US authorities say 'North Korean spy' behind WannaCry cyber attacks


The US justice department has charged an alleged North Korean spy for being one of those behind the WannaCry cyber attacks on computers including those belonging to the NHS.

The Guardian reported that Park Jin Hyok, 34, was also involved in an attack against the Sony Corporation in 2014 and an $81m theft from the Bank of Bangladesh in 2016, according to a criminal complaint.

It remains to be seen whether North Korea will make Park available to the US over the hacking claims.

At the time of the WannaCry attack, which happened in May last year, medical appointments including operations were cancelled and ambulances were diverted.
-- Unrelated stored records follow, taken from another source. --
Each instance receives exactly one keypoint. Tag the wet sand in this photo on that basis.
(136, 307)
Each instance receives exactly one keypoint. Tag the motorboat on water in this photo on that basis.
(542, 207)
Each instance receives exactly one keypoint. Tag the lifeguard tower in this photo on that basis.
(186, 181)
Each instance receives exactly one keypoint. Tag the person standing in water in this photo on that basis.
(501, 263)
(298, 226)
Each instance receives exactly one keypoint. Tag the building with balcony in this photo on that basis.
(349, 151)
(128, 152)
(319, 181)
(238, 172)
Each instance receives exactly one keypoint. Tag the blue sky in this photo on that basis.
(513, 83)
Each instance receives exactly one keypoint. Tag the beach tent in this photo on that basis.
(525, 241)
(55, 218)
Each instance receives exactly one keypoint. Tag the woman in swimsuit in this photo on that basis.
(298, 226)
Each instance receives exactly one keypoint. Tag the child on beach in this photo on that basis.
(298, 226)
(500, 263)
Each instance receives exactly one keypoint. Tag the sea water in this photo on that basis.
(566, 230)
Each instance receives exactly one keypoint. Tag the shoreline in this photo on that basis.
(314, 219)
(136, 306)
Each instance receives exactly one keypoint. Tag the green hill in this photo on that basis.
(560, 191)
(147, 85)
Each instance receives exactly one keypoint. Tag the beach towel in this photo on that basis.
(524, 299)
Staff had to use pen and paper, as they could not access records.

A report by the National Audit Office (NAO) revealed that hospital trusts were left vulnerable to attack because basic recommendations to keep cyber security tight were not followed.

The computers affected were running an old version of Windows, which has had no security updates for three years, leaving the software open to abuse. When staff opened emails containing malware, they were asked to pay $300 worth of crypto currency Bitcoin to retrieve the files. The hackers asked for money to restore normal services, threatening to destroy data if their demands were unmet.
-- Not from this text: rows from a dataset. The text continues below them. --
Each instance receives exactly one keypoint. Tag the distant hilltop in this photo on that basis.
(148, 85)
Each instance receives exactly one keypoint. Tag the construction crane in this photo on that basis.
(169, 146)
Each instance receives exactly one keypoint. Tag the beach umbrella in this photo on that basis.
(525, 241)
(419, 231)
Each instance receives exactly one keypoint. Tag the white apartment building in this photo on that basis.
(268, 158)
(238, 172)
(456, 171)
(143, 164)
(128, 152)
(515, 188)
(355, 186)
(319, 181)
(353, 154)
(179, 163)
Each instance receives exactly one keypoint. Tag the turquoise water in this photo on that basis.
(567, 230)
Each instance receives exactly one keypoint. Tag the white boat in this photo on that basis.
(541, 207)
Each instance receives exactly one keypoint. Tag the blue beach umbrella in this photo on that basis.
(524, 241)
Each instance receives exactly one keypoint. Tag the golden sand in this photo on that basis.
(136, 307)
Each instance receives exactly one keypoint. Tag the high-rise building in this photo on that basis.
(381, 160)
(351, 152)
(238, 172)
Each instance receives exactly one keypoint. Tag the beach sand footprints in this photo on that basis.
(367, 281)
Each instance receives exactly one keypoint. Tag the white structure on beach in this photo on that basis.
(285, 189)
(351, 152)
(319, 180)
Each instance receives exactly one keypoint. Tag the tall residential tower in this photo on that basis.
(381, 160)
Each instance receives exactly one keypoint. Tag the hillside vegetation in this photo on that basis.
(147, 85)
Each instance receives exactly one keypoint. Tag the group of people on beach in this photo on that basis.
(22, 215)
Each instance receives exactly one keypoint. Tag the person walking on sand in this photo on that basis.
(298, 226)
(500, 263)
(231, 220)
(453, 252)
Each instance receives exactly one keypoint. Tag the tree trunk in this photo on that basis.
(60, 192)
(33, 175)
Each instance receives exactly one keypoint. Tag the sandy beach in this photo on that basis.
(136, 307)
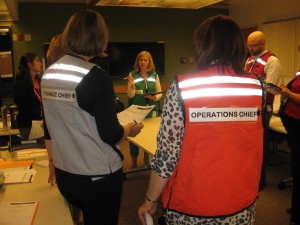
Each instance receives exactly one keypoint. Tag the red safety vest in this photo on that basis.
(257, 66)
(292, 108)
(221, 155)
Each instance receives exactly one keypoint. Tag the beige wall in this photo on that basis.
(250, 13)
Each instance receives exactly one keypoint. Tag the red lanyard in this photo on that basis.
(37, 90)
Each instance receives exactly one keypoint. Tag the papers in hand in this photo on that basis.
(154, 93)
(273, 89)
(134, 113)
(149, 219)
(18, 212)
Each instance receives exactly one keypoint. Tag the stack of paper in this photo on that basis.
(18, 212)
(29, 153)
(17, 171)
(135, 113)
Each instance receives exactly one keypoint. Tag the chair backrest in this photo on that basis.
(13, 111)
US officials believe the hacking was carried out because individuals objected to a film, The Interview, being released. The film belittled North Korea and sparked anger, with promises of retaliation in cinemas if the film was shown. The Interview was released later than scheduled as an online rental or purchase.

At the time of the attack, the government was criticised for failing to invest in its infrastructure and said the lack of investment left the organisation open to cyber attack.

The government hit back, saying that the NHS had made ‘good preparations’ and that trusts had been warned to upgrade their systems.